Un redressement partiel de l’emploi
Selon les données publiées par la Banque centrale, le nombre de créations nettes d’emplois a augmenté au cours de l’année 2025, porté par la reprise dans le secteur des services, de l’industrie manufacturière et du BTP. Cette embellie, bien que notable, n’a pas suffi à inverser la tendance structurelle du chômage.
Bank Al-Maghrib précise que le taux de chômage national s’est établi à environ 12,5% en 2025, en légère baisse par rapport à l’année précédente mais encore à un niveau élevé. Le chômage des jeunes de 15 à 24 ans atteint quant à lui 30%, un chiffre qui reste préoccupant pour les autorités.
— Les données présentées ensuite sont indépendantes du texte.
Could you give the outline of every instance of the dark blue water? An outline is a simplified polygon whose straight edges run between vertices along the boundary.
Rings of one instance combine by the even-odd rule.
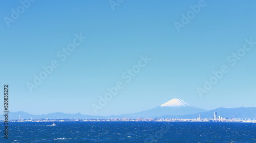
[[[10,139],[4,138],[3,129],[0,142],[256,142],[255,123],[74,122],[49,126],[52,123],[9,123]]]

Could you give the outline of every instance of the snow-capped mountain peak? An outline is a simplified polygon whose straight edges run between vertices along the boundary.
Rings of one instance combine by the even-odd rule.
[[[185,102],[183,100],[180,99],[174,98],[170,101],[161,105],[161,107],[178,107],[178,106],[187,106],[190,105]]]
Des disparités régionales et catégorielles
Le rapport de Bank Al-Maghrib souligne également de fortes disparités régionales. Les régions du nord et de l’oriental enregistrent des taux de chômage plus élevés que la moyenne nationale, tandis que les zones urbaines concentrent davantage de demandeurs d’emploi. Les femmes, et en particulier les diplômées de l’enseignement supérieur, sont les plus touchées par le chômage de longue durée.
En milieu rural, le marché du travail reste majoritairement informel, avec une faible création d’emplois stables. Les activités agricoles, très dépendantes des aléas climatiques, n’offrent pas de perspective durable pour les actifs.
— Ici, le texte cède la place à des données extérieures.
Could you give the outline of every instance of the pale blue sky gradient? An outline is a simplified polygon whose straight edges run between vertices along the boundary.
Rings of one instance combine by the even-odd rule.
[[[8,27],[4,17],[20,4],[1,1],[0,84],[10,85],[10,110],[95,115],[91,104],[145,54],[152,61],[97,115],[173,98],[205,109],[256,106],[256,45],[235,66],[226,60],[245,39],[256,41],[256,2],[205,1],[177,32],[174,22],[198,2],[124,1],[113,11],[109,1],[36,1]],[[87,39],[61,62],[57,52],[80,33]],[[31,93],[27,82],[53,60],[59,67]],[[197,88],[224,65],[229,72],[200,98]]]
Une reprise économique insuffisante
L’accélération de la croissance économique, estimée à 3,5% en 2025, n’a pas généré une augmentation proportionnelle de l’emploi formel. Les économistes de Bank Al-Maghrib expliquent ce décalage par la structure du tissu productif marocain, dominé par des secteurs à faible intensité de main-d’œuvre, ainsi que par le ralentissement de l’investissement privé.
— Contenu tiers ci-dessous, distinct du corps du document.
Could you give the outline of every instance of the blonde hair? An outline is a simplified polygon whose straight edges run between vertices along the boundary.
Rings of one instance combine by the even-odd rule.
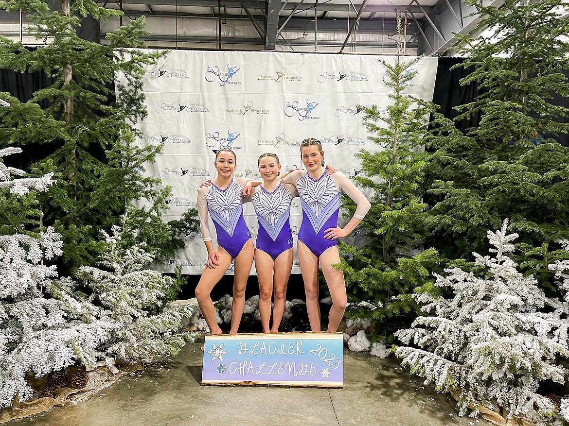
[[[315,137],[309,137],[307,139],[304,139],[300,143],[300,151],[302,151],[302,148],[306,147],[311,147],[313,145],[315,145],[318,147],[319,151],[323,151],[322,149],[322,143],[318,139]]]
[[[257,165],[259,165],[259,163],[261,162],[261,159],[264,158],[265,157],[273,157],[277,160],[277,164],[279,165],[281,165],[281,161],[279,161],[279,157],[277,156],[277,154],[273,154],[272,152],[265,152],[264,154],[261,154],[259,159],[257,160]]]
[[[217,151],[217,152],[215,154],[216,162],[217,162],[217,157],[219,157],[219,154],[221,154],[222,152],[229,152],[230,154],[232,154],[233,156],[233,158],[235,158],[236,162],[237,162],[237,156],[235,155],[235,152],[233,152],[233,150],[232,149],[230,148],[222,148],[221,149],[220,149],[218,151]]]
Par ailleurs, les réformes du code du travail et les incitations à l’embauche, mises en place par le gouvernement, commencent à produire des effets limités, notamment dans le secteur des TPE et PME. Toutefois, le marché parallèle continue d’absorber une part importante des nouveaux entrants.
Perspectives pour 2026
Pour l’année 2026, Bank Al-Maghrib prévoit une poursuite de la reprise économique, avec une croissance potentielle de 4%, conditionnée à une amélioration de la demande interne et à une stabilisation du contexte international. La Banque centrale estime que le taux de chômage pourrait reculer à 11,8% sous l’effet des investissements publics et des programmes de soutien à l’emploi.
Les prochaines étapes incluent la mise en œuvre des mesures annoncées dans le cadre de la nouvelle stratégie nationale pour l’emploi, dont le déploiement est attendu d’ici la fin du premier semestre 2026. Des évaluations trimestrielles seront publiées par le haut-commissariat au Plan pour suivre l’évolution du marché du travail.